An artists impression of K2-141b

 

To understand about the potential for life on other planets, you really need to understand what their rocky parts are made out of, and that’s not easy astronomically. A lava planet is nobody’s idea of the obvious place to look for life, but we can analyse the rock more easily when it’s in the form of a vapour in the atmosphere and look at its components. It’s a window into the composition of rocky planets and that’s one reason why scientists are so interested in them.

The AEThER project

The AEThER (Atmospheric Empirical, Theoretical and Experimental Research) project, which is being led out of the Carnegie Institution for Science, is part of a general research question around where do atmospheres come from, and where do they go? While AEThER won’t be involved in detecting the signatures for life on other planets, it will be addressing questions about the chemical composition of planets and their atmospheres and determining the conditions under which life might arise.

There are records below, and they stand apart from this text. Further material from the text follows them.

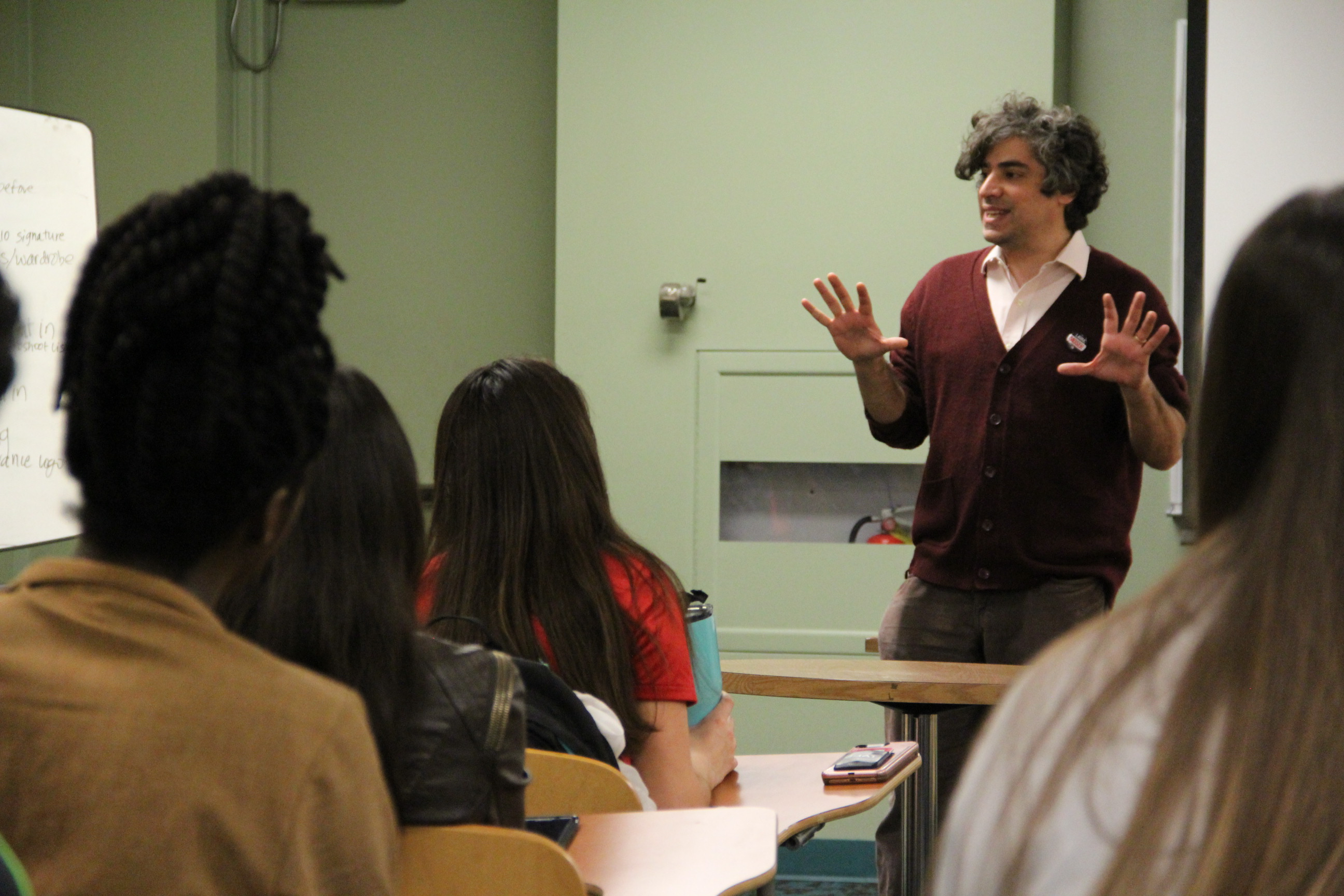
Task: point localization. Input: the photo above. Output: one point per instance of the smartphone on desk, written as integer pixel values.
(871, 763)
(558, 828)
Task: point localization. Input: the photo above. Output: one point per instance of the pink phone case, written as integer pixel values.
(901, 754)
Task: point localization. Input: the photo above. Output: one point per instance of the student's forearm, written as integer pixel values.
(1156, 429)
(884, 397)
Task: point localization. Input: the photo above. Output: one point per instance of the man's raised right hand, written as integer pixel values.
(855, 331)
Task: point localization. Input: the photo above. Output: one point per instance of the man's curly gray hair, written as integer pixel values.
(1063, 142)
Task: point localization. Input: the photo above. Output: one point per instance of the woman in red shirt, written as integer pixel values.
(523, 539)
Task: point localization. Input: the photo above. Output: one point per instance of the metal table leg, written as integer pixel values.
(920, 801)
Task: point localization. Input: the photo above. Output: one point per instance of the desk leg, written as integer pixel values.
(920, 806)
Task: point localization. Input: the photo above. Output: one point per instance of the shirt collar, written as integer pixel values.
(1074, 256)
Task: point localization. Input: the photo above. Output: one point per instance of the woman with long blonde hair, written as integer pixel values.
(1191, 742)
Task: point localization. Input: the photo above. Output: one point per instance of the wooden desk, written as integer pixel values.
(677, 852)
(875, 680)
(792, 786)
(920, 690)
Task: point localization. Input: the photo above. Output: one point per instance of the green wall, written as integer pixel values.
(1123, 77)
(424, 137)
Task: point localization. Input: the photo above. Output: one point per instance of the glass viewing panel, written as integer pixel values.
(762, 501)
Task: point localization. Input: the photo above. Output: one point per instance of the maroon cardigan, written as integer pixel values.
(1030, 473)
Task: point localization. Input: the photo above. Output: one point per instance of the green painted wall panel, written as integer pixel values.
(424, 137)
(1124, 69)
(143, 76)
(757, 146)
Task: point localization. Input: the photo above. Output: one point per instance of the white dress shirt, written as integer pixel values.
(1018, 308)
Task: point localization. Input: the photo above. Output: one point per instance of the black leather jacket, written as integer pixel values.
(463, 754)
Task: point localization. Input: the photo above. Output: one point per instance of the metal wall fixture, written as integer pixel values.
(677, 300)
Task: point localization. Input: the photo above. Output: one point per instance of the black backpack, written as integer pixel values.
(557, 719)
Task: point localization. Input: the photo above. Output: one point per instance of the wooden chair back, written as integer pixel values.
(565, 785)
(475, 860)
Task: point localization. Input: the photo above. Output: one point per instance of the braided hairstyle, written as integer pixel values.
(8, 333)
(195, 372)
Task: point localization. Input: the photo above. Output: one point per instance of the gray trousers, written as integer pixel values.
(932, 622)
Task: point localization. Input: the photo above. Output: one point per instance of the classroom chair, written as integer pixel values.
(476, 860)
(565, 785)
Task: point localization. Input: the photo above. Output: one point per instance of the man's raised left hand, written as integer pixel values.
(1124, 353)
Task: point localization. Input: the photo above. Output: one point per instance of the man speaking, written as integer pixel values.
(1042, 386)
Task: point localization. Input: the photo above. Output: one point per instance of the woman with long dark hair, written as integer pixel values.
(525, 540)
(1190, 743)
(337, 598)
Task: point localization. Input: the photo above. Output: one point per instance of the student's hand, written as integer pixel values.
(855, 331)
(714, 745)
(1124, 353)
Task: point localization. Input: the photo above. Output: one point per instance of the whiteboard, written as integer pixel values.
(48, 223)
(1275, 125)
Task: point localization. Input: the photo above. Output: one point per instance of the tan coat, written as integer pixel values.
(144, 749)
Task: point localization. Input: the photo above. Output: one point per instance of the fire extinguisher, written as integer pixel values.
(891, 530)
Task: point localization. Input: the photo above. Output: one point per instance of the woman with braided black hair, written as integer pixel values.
(146, 747)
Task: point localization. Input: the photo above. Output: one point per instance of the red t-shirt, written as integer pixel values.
(662, 656)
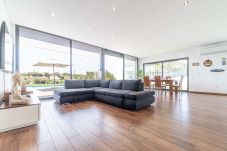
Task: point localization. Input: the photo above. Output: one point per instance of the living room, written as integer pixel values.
(113, 75)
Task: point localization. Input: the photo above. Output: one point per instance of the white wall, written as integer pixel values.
(5, 75)
(200, 77)
(4, 17)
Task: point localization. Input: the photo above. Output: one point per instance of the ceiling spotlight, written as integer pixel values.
(52, 14)
(89, 29)
(186, 3)
(194, 22)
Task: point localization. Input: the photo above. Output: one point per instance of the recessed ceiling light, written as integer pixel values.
(52, 14)
(194, 22)
(186, 3)
(89, 29)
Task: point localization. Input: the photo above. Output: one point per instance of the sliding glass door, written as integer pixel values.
(176, 69)
(113, 65)
(172, 68)
(130, 67)
(153, 69)
(85, 62)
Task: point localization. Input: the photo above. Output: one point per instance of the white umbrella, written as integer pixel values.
(51, 63)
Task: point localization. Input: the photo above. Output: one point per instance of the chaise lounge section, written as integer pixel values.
(127, 94)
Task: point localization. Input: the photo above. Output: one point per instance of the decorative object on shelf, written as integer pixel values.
(16, 89)
(223, 61)
(23, 86)
(208, 63)
(16, 97)
(1, 101)
(195, 64)
(217, 70)
(140, 74)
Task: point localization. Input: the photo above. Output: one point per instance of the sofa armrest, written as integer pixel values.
(139, 95)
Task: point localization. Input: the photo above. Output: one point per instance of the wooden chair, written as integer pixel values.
(178, 87)
(147, 83)
(158, 83)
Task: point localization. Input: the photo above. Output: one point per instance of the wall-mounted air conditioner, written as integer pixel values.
(213, 48)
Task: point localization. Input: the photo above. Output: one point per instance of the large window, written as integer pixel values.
(85, 62)
(130, 68)
(173, 68)
(153, 69)
(113, 66)
(44, 59)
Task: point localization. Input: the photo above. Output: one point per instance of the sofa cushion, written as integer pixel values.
(115, 84)
(91, 83)
(112, 92)
(73, 92)
(133, 85)
(104, 83)
(139, 95)
(72, 84)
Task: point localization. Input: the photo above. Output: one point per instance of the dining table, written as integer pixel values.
(170, 81)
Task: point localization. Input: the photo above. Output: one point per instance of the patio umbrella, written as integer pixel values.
(51, 63)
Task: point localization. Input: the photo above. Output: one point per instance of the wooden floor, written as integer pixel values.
(189, 122)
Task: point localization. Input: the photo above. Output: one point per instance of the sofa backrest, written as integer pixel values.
(104, 83)
(73, 84)
(133, 85)
(91, 83)
(115, 84)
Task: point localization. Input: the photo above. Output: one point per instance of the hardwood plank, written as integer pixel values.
(187, 122)
(59, 139)
(47, 146)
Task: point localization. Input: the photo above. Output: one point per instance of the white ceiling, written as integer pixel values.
(136, 27)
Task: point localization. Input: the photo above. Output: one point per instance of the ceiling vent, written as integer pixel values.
(213, 48)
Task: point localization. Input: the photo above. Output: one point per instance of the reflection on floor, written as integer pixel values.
(186, 122)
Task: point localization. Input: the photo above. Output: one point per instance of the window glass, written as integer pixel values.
(130, 68)
(85, 64)
(113, 67)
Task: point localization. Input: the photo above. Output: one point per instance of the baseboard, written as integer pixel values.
(222, 94)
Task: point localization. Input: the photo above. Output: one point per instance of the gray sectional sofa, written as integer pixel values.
(127, 94)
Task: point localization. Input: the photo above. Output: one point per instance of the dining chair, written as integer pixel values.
(178, 87)
(158, 84)
(147, 83)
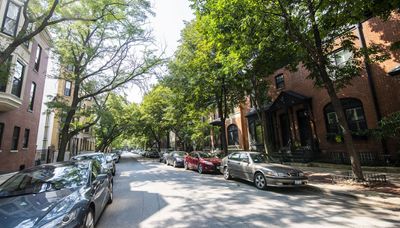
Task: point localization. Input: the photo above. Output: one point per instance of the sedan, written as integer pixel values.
(176, 158)
(202, 162)
(258, 168)
(66, 194)
(106, 163)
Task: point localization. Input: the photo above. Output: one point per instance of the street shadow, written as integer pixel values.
(210, 201)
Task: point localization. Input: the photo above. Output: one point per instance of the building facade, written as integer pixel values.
(21, 91)
(300, 121)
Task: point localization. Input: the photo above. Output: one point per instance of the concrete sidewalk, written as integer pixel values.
(386, 194)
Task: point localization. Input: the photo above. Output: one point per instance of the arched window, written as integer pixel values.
(354, 114)
(233, 136)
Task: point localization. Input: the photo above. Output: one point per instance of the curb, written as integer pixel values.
(385, 199)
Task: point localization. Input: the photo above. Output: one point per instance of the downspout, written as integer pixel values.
(371, 82)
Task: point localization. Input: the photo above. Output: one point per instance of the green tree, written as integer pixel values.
(100, 57)
(37, 15)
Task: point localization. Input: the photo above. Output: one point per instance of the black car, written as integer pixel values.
(106, 163)
(176, 158)
(66, 194)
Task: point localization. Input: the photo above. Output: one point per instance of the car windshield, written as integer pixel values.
(99, 157)
(260, 158)
(179, 154)
(207, 155)
(45, 179)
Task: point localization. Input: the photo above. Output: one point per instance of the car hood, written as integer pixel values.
(27, 210)
(277, 167)
(213, 160)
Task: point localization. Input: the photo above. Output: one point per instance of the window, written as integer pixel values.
(5, 70)
(67, 89)
(233, 135)
(15, 138)
(10, 22)
(1, 132)
(26, 139)
(235, 156)
(37, 57)
(32, 96)
(255, 129)
(17, 79)
(339, 59)
(280, 81)
(354, 114)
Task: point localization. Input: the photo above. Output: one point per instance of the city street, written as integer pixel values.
(150, 194)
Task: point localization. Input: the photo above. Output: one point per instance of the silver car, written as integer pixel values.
(258, 168)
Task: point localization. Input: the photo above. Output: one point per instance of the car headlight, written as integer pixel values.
(208, 163)
(271, 173)
(62, 220)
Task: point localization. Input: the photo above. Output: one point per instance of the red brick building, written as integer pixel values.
(20, 103)
(301, 115)
(301, 118)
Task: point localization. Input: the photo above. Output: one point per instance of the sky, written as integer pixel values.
(166, 26)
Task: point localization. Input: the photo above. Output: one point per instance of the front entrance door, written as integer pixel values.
(285, 129)
(304, 128)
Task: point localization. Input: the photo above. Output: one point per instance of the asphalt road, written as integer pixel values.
(150, 194)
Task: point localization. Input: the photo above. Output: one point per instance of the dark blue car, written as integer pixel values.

Image of an exoplanet with its star

The AEThER project will be addressing questions about the chemical composition of planets and their atmospheres and determining the conditions under which life might arise.

 

Planets can have more than one atmosphere in the course of their lifetime – they can change atmosphere like changing a suit of clothes. Many planets go through a stage of having a primordial atmosphere which is most composed of hydrogen. To create conditions suitable for life, an atmosphere containing nitrogen and oxygen is necessary. We’re exploring the early abiotic atmospheres of the most common planets in the galaxy (called sub-Neptunes or M-star planets) and rocky planets, to understand what determines how an atmosphere is maintained, and link exoplanetary atmospheric observations to the solid planet below as well as to the evolution of the planetary body. By understanding these links that we hope to eventually ‘open the door’ to the reliable detection of life beyond Earth.

There are around twelve institutions participating in the project, which is being funded by the Sloan Foundation, and again it’s hugely interdisciplinary; bringing together theorists, experimentalists, observers, planetary scientists, astronomers and Earth scientists.

There might also be other ways for complex life to emerge, where nitrogen and oxygen aren’t necessary, for example in the presence of hydrogen, and that’s another really exciting area to explore when looking at exoplanets. We’re now trying to connect with evolutionary biologists to answer some of the questions around this topic“.